Sunday, 8 September 2013

Cow country and an aqueduct quest

Ramsdell Hall Railings to Bosley Locks: 9½ miles
          There’s a comfortable homecoming feel to being “back on the Macc.”  Perhaps it’s the combination of rural and dramatic settings with visually interesting structures that creates such affection for this canal.
          The black and white painstakingly repaired and repainted Ramsdell Hall railings
were clearly visible from last night’s dining position.
After a farewell to them this morning it was straight through one of the many Macc Canal bridges.
Local stone and graceful curved arches give these bridges a certain eye appeal. It is at Congleton that the first of the “snake” or crossover bridges is seen,
these designed to take the towpath from one side of the canal to the other. Just before Hightown was an innovation since last passing this way – some brand new end of garden decking.
Then the canal passes through a cutting; three differently aligned bridges cross the canal
and it is a skilled steerer who can navigate through all three without a scrape on one side of the hull or other!
           Not much further on comes another favourite mooring place, Biddulph Aqueduct above Dane-in-Shaw SSSI pasture.  You can sit on the seat here
and watch the Virgin trains whizz northbound
across a fine viaduct up the West Coast line to Manchester and beyond.
            If as a boater you should tire of aqueducts and bridges beyond Buglawton the canal soon enters a quiet phase. No road noise interrupts the natural sounds. On the left you become aware of the Cloud’s looming presence and if the light is right you can see the quarrying scars upon the hillsides.
The odd cockerel crows and the quietness is punctuated only by birdsong. Today a persistent mewling call came from above a copse of trees; was it a buzzard as the Captain suggests?
             There had been cows in fields on either side of the canal last night and there were more cows as the canal progressed towards Bosley. They gazed incuriously as the boat passed by.
The cows in this area of Cheshire come in several colour combinations, some all black or all rust and some are a mixed colour. The most attractive cow in these parts, of course,
is this one, helpfully immobilised but beautifully painted!
              Foragers have been out in groups of twos or threes or fours.
Some carry plastic boxes for their treasure while others have plastic bags weighing their arms. “Blackberrying?” the Captain called out once today.
             “Well, you’ve got to, haven’t you!” was the smiled reply.
            At Bosley Locks a group of four had somewhere found plump plums: there they were nestled in a container within a wicker basket.

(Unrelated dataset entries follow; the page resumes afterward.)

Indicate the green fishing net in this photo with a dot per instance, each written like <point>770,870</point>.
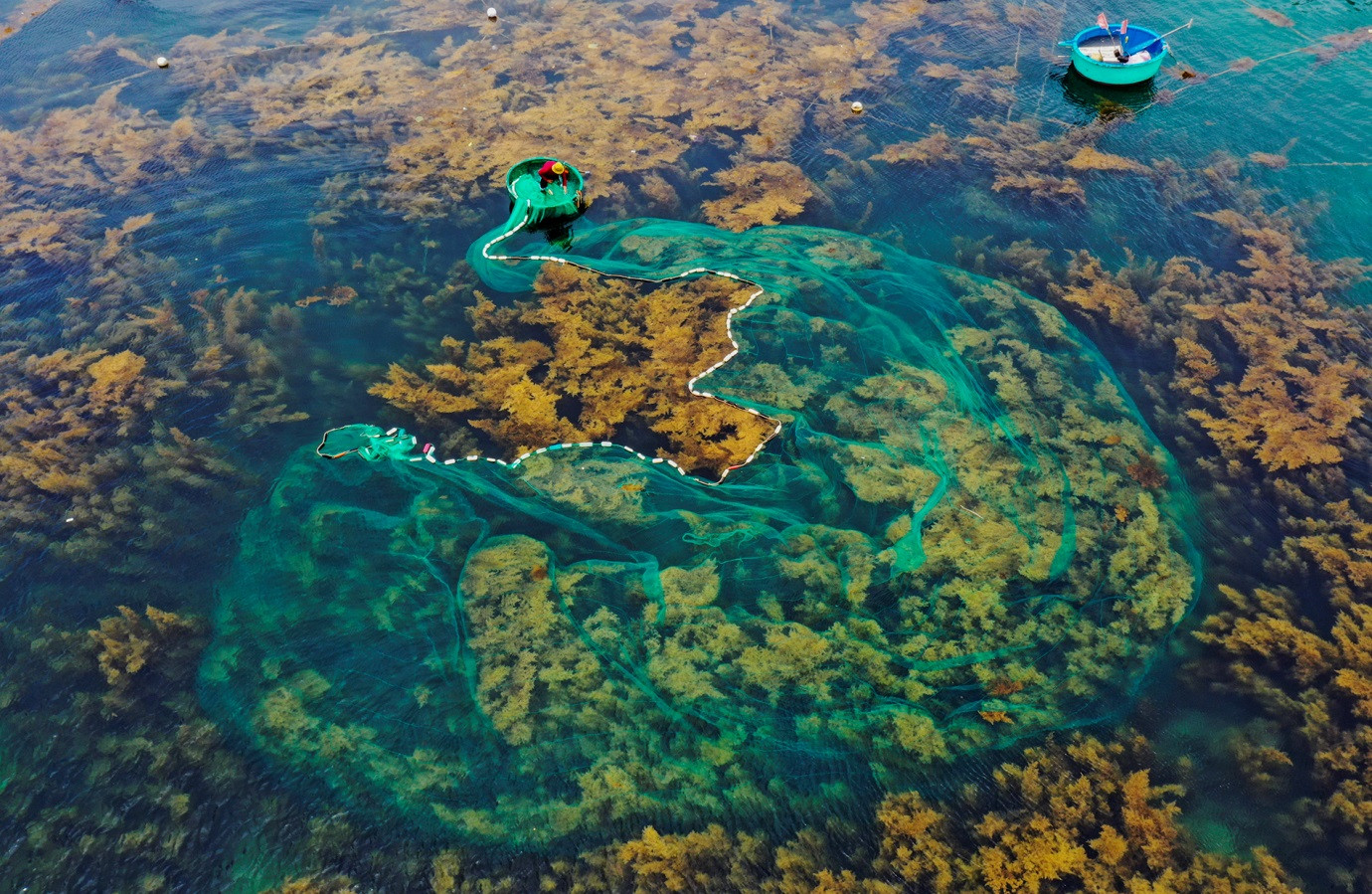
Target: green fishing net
<point>963,536</point>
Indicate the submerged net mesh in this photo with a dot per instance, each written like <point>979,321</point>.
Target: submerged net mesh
<point>962,536</point>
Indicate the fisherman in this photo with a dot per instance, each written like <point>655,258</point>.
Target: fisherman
<point>552,170</point>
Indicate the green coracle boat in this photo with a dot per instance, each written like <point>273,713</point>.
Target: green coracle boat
<point>1094,54</point>
<point>545,204</point>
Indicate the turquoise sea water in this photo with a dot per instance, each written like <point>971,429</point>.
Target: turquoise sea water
<point>161,382</point>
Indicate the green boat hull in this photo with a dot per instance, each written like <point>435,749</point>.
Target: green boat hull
<point>1093,47</point>
<point>1115,73</point>
<point>545,204</point>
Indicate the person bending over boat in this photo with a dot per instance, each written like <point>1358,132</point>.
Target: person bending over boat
<point>552,170</point>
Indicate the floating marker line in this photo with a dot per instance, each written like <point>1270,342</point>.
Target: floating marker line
<point>429,453</point>
<point>690,383</point>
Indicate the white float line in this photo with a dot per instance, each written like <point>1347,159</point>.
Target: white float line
<point>690,385</point>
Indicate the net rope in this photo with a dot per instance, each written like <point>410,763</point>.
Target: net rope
<point>957,536</point>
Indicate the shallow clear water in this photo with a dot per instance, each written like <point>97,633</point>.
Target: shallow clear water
<point>162,381</point>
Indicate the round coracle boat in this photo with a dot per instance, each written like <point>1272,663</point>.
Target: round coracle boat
<point>1115,54</point>
<point>551,201</point>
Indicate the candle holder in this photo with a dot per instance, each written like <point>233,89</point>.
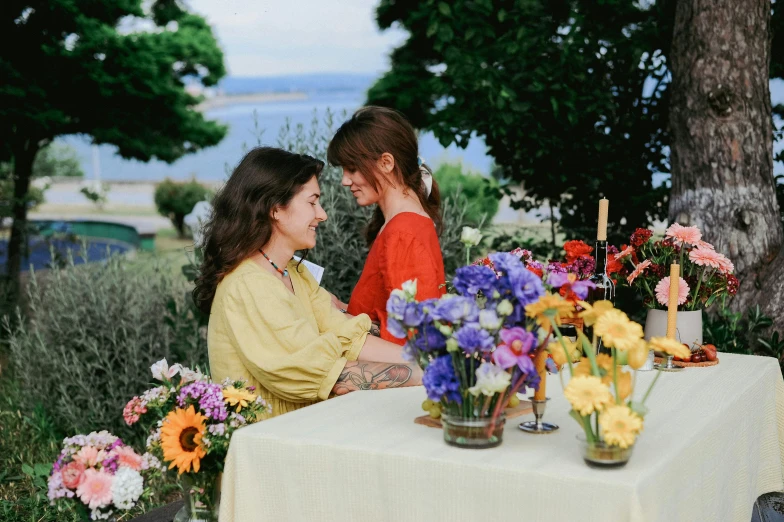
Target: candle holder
<point>667,366</point>
<point>537,426</point>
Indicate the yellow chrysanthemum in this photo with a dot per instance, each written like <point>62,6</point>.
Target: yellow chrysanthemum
<point>181,435</point>
<point>587,394</point>
<point>624,382</point>
<point>638,355</point>
<point>617,331</point>
<point>619,426</point>
<point>239,397</point>
<point>558,354</point>
<point>670,346</point>
<point>591,313</point>
<point>548,307</point>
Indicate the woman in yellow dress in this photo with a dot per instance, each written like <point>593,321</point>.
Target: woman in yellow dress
<point>270,322</point>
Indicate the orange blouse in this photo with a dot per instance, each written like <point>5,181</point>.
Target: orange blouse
<point>407,248</point>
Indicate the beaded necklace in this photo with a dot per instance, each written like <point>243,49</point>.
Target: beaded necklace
<point>284,273</point>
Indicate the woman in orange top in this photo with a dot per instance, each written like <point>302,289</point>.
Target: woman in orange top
<point>377,149</point>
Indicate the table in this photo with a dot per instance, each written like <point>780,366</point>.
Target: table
<point>713,442</point>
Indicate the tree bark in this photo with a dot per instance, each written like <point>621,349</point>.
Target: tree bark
<point>24,156</point>
<point>722,143</point>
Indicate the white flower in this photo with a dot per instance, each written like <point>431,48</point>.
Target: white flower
<point>409,288</point>
<point>490,379</point>
<point>470,236</point>
<point>489,320</point>
<point>127,487</point>
<point>161,371</point>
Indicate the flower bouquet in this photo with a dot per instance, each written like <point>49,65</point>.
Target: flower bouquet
<point>476,347</point>
<point>191,420</point>
<point>600,392</point>
<point>706,275</point>
<point>99,471</point>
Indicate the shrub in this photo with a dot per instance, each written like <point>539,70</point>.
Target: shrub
<point>341,245</point>
<point>91,334</point>
<point>478,195</point>
<point>175,200</point>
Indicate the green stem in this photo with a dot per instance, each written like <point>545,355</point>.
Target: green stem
<point>645,397</point>
<point>615,377</point>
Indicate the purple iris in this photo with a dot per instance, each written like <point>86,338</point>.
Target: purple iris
<point>517,346</point>
<point>472,338</point>
<point>440,381</point>
<point>429,339</point>
<point>472,279</point>
<point>454,309</point>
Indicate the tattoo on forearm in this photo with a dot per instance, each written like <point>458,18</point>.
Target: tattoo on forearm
<point>371,376</point>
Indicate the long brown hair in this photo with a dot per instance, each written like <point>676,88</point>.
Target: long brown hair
<point>241,221</point>
<point>359,144</point>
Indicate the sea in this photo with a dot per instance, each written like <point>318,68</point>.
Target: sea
<point>336,92</point>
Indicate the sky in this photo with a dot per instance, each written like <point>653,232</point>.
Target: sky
<point>277,37</point>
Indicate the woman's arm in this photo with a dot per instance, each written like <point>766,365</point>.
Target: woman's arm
<point>365,375</point>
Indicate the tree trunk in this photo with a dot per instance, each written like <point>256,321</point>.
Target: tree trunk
<point>24,156</point>
<point>722,143</point>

            After three hours or so of lock free cruising Dane Aqueduct was reached. It’s always a pleasant mooring place from which to contemplate tomorrow’s Bosley Twelve.
           The Dane Aqueduct, according to Nicholson’s Guide, “is not very impressive from the boat but superb when viewed from the river.” That sparked this afternoon’s photographic quest. There was a clamber down a steep path through willow herb and fluffy weeds, right to the banks of the River Dane.
Trees in full summer growth blocked all view of the aqueduct (though the fungi were a surprise)
and all attempts at finding a way across to the opposite bank were foiled by lack of access. There is a clear footpath across the opposite field but how is it reached? Back up to canal level and then up the lock flight the aqueduct-deprived pair climbed. There is an awkwardness about patrolling a lock flight with walking poles but no windlasses to offer transiting boaters help at the locks...
            No footpath was found. Resigned today to defeat, the Captain and Boatwif turned downhill.  Could the disused railway line be a route to the river bank? There was a bit of a scramble up to it, no further access from it but a new view down over the bottom locks...
Conclusion: the Dane Aqueduct is a quest to be resumed another day!